Chicago has officially moved to shut the place down.
Since VIP's Chicago opened in 1991, it has fought the city's ban on liquor and nude dancing in both state and federal courts, arguing that the ordinance infringes upon the club's First Amendment rights, reports the Chicago Sun-Times.
During this time, the club was cited on multiple occasions for showing too much skin, but still managed to stay open as a result of Perry Mandera's political connections.
Finally, in 2006, dancers started "covering up," reports the Sun-Times.

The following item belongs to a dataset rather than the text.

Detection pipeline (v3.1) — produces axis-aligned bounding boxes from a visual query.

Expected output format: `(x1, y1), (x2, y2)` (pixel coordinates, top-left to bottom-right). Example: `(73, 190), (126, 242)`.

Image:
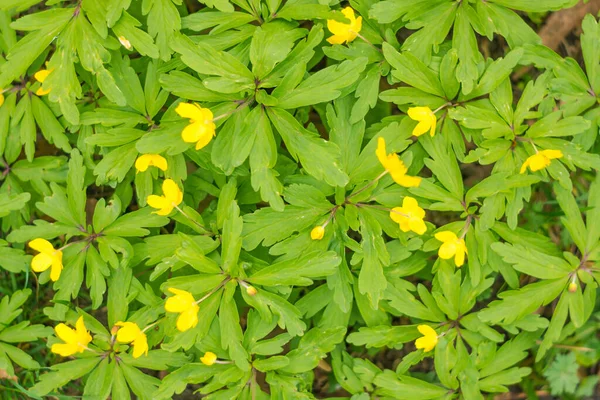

They now wear bikini bottoms and cover most of their breasts with flesh-colored latex.
City Hall doesn't care about the change, citing VIP's and Mandera's blatant disregard for the law. It wants the club gone.
Now in a state appellate court, it's unclear how the presiding judges will rule on the issue.
While the club may now be in compliance as a result of its updated stripperwear, that doesn't excuse the fact that Perry Mandera has violated the law for years despite being told that he had no constitutional argument.
Given that business permits are often conditional on compliance with the law, this alone may be enough to force VIP's Chicago to cover up and turn off its lights.